BoE renews settlement system with “alternative” technology in mind

Excerpt from speech by Victoria Cleland, executive director, Banking, Payments and Financial Resilience, Real-Time Gross Settlement (RTGS) Renewal: Enabling the Next Generation of Payments, Technology and Innovation Risk Conference 2018

RTGS (Real-time Gross Settlement) is national infrastructure and supports accounts for banks, building societies, financial market infrastructures, and most recently, non-bank payment service providers, as well as provides sterling settlement services for Bacs, CHAPS, Cheque & Credit, CREST, Faster Payments (FPS), LINK, Visa and cheque clearing.

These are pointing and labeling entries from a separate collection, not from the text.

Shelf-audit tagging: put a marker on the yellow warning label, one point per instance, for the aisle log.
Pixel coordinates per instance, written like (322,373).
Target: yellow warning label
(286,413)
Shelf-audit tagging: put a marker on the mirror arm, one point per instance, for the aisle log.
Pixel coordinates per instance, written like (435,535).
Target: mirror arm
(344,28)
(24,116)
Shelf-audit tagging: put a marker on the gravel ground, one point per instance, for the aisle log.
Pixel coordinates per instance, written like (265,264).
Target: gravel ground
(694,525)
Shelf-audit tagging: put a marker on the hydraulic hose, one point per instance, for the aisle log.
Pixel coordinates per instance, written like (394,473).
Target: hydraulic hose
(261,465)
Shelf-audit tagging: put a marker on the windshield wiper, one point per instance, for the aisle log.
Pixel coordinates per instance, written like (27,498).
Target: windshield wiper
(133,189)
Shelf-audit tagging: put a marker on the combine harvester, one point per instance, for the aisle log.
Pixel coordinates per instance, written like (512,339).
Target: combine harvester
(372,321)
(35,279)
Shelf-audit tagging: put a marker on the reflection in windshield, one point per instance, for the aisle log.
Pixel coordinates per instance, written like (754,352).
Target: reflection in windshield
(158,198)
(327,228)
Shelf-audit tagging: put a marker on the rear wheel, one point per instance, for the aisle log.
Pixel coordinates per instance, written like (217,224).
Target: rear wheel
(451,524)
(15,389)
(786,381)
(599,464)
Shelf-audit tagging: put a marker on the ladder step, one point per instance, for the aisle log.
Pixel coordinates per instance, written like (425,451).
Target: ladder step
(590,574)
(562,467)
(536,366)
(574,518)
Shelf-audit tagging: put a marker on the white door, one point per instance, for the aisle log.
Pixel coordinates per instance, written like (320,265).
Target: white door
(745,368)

Most payments in the UK eventually pass through the RTGS service, and on average over £600 billion (USD$781.5bn) of payments are settled through the system each day – roughly equivalent to the UK’s GDP every three days. Under the RTGS model ‘settlement risk’ does not occur and the BoE’s financial stability objective is promoted as claims and liabilities between banks and other participants are settled in central bank money which is the ultimate secure and liquid asset. It is also the platform through which monetary policy decisions are implemented and liquidity is provided to the financial system.

We (the Bank of England) decided not to build the renewed RTGS on distributed ledger technology (DLT), wanting to first see greater proof of resilience and scalability. However, we are keen to facilitate the use of new technologies and we are working to deliver a service that has the capability to interact with DLT systems should demand emerge.

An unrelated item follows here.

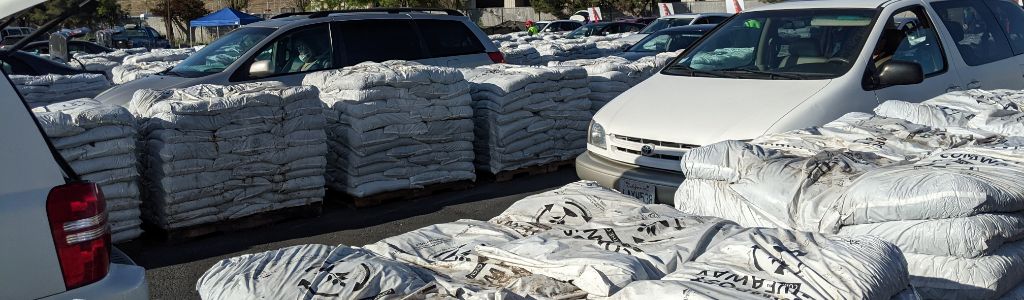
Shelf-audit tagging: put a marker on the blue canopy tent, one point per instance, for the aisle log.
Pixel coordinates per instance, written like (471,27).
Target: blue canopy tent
(225,16)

The BoE has recently concluded a Proof of Concept (PoC) with a number of fintech firms on this topic. The purpose of this PoC was to understand (a) how RTGS could be capable of supporting settlement in systems operating on innovative payment technologies. (b) the limitations that such systems might need to navigate. Amongst those considerations was what additional functionality the renewed RTGS service would need to provide in order to enable platforms using innovative technology to optimize their access to central bank money settlement.

The results of the POC (were) encouraging, and demonstrated that participants using alternative technology, such as DLT, could connect and settle. If used in this way, it could enable a wider range of institutions and infrastructures to access prefunded settlement, supporting competition and innovation, offering efficiency gains for users preparing RTGS for future demand.

Another area of research is synchronization – sometimes known as ‘atomic settlement’. This would provide the ability to link payments (or other asset movements) so that each individual movement would happen if and, only if, they all do. Initial industry feedback suggested that for certain transaction types (such as housing transactions, corporate transactions, securities settlement and cross-border payments), synchronization might reduce cost and risk, improve efficiency, and support innovative new methods of settlement.